Performance¶
Benchmarks measured on Python 3.12, single thread. Run via uv run pytest tests/test_benchmark.py -v.
Benchmark Results¶
clean() --- Per-String Cost¶
| Scenario | Mean | Ops/sec | Description |
|---|---|---|---|
| Short, clean text (no-op) | 2.8 us | 358K | ~38 chars, no stages fire |
| Short, hostile (all stages) | 67 us | 15K | ~27 chars with homoglyphs, null bytes, zero-width, template syntax |
| 13KB clean text | 810 us | 1.2K | Large clean input throughput |
| 10KB hostile text | 449 us | 2.2K | Large hostile input with repeated attack patterns |
| 100KB hostile payload | 5.7 ms | 176 | Stress test payload |
walk() --- Recursive Structure Cost¶
| Scenario | Mean | Ops/sec | Description |
|---|---|---|---|
| 100-item nested dict, clean | 537 us | 1.9K | deepcopy + traversal overhead, no stages fire |
| 100-item nested dict, hostile | 6.9 ms | 144 | deepcopy + full pipeline on every string |
When to Use clean() vs walk()¶
| Situation | Use |
|---|---|
| Single user input field | clean() |
| JSON request body | walk() |
| Individual form fields already extracted | clean() on each |
| Nested config from untrusted source | walk() |
| Hot path, single known string | clean() |
walk() adds deepcopy overhead to ensure the original data is never modified. If you're already working with a copy or don't need immutability, you can call clean() on individual strings for better performance.

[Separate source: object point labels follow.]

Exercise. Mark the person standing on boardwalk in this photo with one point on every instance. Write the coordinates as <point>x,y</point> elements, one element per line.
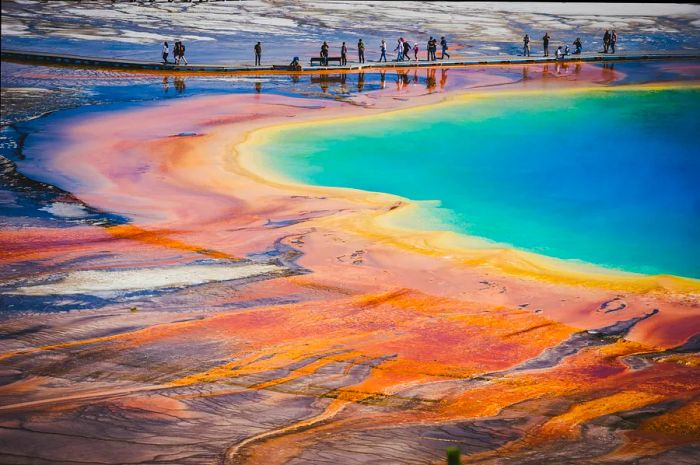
<point>613,41</point>
<point>443,46</point>
<point>382,49</point>
<point>526,46</point>
<point>361,51</point>
<point>578,45</point>
<point>324,54</point>
<point>606,41</point>
<point>399,50</point>
<point>258,53</point>
<point>343,54</point>
<point>181,54</point>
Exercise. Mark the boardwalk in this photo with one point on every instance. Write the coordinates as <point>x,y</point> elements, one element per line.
<point>135,65</point>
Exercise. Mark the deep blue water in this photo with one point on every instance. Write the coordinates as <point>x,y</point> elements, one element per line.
<point>606,177</point>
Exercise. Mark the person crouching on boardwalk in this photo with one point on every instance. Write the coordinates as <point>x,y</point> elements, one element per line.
<point>343,54</point>
<point>258,53</point>
<point>578,45</point>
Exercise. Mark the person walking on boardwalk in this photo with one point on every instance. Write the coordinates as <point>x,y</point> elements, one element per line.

Performance Characteristics by Stage¶
| Stage | Cost Profile | Notes |
|---|---|---|
| Null bytes | O(n) | str.replace --- very fast |
| Invisible chars | O(n) | Single compiled regex --- fast |
| NFKC normalization | O(n) | unicodedata.normalize --- C implementation |
| Homoglyphs | O(n) | Character-by-character dict lookup --- fast for short strings, linear for long |
| Escaper | Varies | Depends on escaper implementation |
All stages are O(n) in string length. The pipeline makes a single pass per stage (5 passes total). The dominant cost for clean text is the invisible character regex and NFKC normalization (the regex findall check and unicodedata.normalize still scan the full string).
Tips for Hot Paths¶
Batch at the boundary: Sanitize input once when it enters your system, not on every use. Store the sanitized version.
Skip walk() when possible: If you know the structure of your data, calling clean() on specific fields avoids deepcopy overhead.
Pre-check with is_ascii(): If you know your input is pure ASCII, you can skip sanitization entirely --- none of the universal stages modify ASCII text (except null bytes, which are rare in text input).
def sanitize_if_needed(text: str, **kwargs) -> str:
if text.isascii() and "\x00" not in text:
return text
return clean(text, **kwargs)
Escaper cost: The universal stages are fixed-cost. If your custom escaper is expensive, that's where optimization efforts should focus.
Running Benchmarks¶
# Run all benchmarks
uv run pytest tests/test_benchmark.py -v
# Run only clean() benchmarks
uv run pytest tests/test_benchmark.py -v -k "clean"
# Run only walk() benchmarks
uv run pytest tests/test_benchmark.py -v -k "walk"
Benchmarks use pytest-benchmark. The 100KB payload test uses pedantic() mode (50 rounds, 5 warmup) to avoid excessive iterations.